We chose extremes of subjective perception of dozing propensity defined by ESS as an exploratory use case for algorithm development. The sleep studies were not selected based upon obstructive sleep apnea status, but rather patients were most often referred for the sleep study based upon suspected OSA with varying levels of self-reported sleepiness. Therefore, there are opportunities to build upon this work in the future by examining EEG-based biomarkers which reflect the spectrum of sleepiness.

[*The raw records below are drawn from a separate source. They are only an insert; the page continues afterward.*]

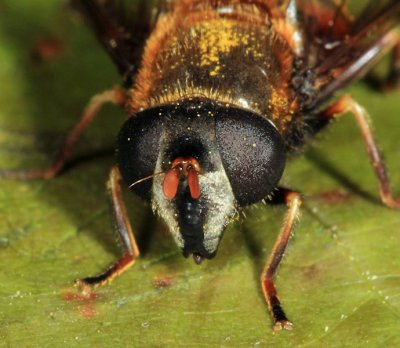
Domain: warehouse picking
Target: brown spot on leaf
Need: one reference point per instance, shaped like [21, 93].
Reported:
[48, 49]
[163, 282]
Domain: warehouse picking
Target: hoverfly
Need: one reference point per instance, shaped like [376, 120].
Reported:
[218, 92]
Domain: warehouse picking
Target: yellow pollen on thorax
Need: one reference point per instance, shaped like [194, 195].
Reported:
[218, 37]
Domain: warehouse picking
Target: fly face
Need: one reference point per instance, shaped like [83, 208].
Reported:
[204, 149]
[219, 92]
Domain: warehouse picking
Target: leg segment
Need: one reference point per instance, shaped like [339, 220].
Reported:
[115, 95]
[347, 104]
[393, 81]
[293, 201]
[125, 232]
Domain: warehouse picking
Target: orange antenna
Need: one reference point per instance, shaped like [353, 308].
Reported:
[186, 166]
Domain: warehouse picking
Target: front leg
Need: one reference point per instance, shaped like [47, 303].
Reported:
[124, 229]
[114, 95]
[393, 81]
[347, 104]
[293, 202]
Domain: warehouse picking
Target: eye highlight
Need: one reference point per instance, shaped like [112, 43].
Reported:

Finally, we envision that our automated and quantitative method for assessing EDS can be operationalized by adding our method's output into patients' Electronic Health Record after performing a polysomnogram test. Future investigation should focus on whether a point of care measure such as this could be used to risk stratify patients to identify those for example who may need drowsy driving education or to identify sleep phenotypes more responsive to specific interventions such as pharmacotherapeutics to treat hypersomnia disorders.

Conclusion

In this study, we investigated the potential of using EEG signals recorded during the awake period in polysomnograms as biomarkers for excessive daytime sleepiness. We identified significant differences in the delta, theta, alpha, and beta frequency bands between those who reported high versus low sleepiness measured by the widely used ESS. Aiming to estimate daytime sleepiness at the individual level, we trained a k-NN ML classifier that reached 80.2% accuracy, 79.2% precision, 73.8% recall, and 85.3% specificity in a retrospective cohort. After controlling for potential confounding variables, we show that this study innovates in building a direct association between EEG and ESS. Ultimately, we provide powerful techniques for those areas that can leverage advanced EEG analysis, such as underdiagnosed EDS studies.